VCS practices over features

I've often heard people I know and respect say that git is leaps and bounds better than Subversion . I've been a relatively early adopter of git, it's been my VCS of choice for almost two years now. Even though I find it superior to most of the competition I struggle to justify the "leaps and bounds" claim and would rather more modestly call it "a step forward".

This is probably due to the practices we find benefit our development process. Git puts great emphasis on branching, something we generally tend to avoid (to clarify, I'm not referring to local branching). We concentrate on feedback based on the usage of our applications. This means that we strive to commit as often as possible and, most importantly, deploy to production at a constant rate. Grossly simplified, the process is: identify a small coherent feature, build it, commit it to the master branch and deploy. No part of the codebase is owned by a subdivision of the team, everyone works on everything.
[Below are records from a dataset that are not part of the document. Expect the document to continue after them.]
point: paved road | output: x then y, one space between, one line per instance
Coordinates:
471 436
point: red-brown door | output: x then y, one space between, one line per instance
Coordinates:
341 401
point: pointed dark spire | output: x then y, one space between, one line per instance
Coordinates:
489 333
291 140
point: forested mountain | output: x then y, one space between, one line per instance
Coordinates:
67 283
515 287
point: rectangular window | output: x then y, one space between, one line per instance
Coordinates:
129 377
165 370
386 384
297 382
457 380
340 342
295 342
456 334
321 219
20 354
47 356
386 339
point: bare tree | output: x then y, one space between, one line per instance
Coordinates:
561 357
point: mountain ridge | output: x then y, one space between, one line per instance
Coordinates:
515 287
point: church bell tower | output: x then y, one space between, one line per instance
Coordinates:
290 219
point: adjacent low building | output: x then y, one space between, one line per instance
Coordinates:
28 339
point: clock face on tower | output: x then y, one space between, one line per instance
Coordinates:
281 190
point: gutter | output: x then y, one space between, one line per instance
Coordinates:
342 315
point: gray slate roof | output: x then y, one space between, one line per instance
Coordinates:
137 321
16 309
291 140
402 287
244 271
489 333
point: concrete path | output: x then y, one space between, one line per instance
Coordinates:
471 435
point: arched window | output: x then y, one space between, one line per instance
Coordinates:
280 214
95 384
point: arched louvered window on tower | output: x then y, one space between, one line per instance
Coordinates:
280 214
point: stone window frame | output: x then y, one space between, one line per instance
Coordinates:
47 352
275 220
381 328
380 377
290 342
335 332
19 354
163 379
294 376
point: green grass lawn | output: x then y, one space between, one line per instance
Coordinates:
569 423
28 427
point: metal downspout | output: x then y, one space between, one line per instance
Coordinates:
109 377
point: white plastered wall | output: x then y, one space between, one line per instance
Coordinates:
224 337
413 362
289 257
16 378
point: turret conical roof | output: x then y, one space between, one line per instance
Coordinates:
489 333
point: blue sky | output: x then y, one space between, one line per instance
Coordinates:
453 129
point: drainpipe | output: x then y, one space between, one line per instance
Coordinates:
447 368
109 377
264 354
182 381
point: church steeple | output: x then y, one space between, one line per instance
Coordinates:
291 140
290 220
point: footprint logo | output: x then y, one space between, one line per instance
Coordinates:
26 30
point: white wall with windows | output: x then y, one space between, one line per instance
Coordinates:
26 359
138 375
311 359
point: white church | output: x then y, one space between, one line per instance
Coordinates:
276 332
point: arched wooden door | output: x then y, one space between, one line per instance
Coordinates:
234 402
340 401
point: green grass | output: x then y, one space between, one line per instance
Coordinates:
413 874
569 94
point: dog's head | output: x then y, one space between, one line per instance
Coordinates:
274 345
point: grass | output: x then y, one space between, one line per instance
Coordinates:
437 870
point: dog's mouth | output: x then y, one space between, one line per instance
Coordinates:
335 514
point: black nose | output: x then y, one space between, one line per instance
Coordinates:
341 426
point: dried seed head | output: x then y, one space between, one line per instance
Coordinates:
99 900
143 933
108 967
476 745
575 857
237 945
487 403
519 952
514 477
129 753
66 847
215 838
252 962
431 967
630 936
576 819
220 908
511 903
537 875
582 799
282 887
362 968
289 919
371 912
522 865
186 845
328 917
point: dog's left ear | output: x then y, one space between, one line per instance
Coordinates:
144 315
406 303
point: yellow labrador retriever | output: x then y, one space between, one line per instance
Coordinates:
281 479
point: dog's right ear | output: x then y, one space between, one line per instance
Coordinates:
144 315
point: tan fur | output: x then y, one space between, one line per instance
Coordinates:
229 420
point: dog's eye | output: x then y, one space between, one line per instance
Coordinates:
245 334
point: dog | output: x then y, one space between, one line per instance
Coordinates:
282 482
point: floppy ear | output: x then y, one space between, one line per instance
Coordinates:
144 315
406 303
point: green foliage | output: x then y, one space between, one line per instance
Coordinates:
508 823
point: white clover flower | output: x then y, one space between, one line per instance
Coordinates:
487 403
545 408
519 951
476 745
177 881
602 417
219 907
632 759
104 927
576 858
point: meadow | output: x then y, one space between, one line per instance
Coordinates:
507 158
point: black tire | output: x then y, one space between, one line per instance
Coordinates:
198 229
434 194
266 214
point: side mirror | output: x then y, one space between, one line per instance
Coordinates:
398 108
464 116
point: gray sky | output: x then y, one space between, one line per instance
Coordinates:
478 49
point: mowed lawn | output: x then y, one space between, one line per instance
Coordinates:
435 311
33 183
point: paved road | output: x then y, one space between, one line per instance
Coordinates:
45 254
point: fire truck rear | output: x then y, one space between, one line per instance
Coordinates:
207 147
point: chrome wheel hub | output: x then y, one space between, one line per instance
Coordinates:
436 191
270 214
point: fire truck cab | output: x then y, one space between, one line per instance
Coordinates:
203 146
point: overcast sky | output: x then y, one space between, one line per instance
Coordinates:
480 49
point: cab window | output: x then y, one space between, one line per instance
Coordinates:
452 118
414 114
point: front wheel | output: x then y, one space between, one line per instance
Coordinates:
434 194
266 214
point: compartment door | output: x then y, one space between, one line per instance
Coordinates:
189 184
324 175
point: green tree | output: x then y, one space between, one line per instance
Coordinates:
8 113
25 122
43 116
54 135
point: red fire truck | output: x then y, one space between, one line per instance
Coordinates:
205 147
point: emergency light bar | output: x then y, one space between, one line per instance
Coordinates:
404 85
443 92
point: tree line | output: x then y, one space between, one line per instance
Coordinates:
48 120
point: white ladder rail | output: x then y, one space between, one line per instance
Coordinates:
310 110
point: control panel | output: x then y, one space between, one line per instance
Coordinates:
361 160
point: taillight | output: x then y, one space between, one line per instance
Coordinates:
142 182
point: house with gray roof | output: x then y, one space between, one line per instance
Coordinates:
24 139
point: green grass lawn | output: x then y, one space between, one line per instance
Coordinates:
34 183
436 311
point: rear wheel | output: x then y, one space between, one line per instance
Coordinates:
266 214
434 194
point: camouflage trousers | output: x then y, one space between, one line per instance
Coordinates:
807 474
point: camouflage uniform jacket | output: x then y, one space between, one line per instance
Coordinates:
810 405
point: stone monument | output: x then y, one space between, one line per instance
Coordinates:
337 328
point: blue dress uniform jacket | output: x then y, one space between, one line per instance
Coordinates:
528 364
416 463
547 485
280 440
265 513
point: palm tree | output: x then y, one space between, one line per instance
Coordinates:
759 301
By far the most popular git commands we issue are git pull, git add and git push, not that different to svn update and svn commit.

When I first started using git I was wondering if I had developed a fear of branching because of Subversion's inefficiencies in that area. In reality, I think that an environment where every developer constantly has an up to date understanding of the codebase and especially a current grasp of the design and overall vision will always be more efficient than working remotely and having merge checkpoints, no matter how cleverly the VCS handles branching. This is why I think a faster, distributed, superior at merging VCS is not something more dramatic than a desirable step forward.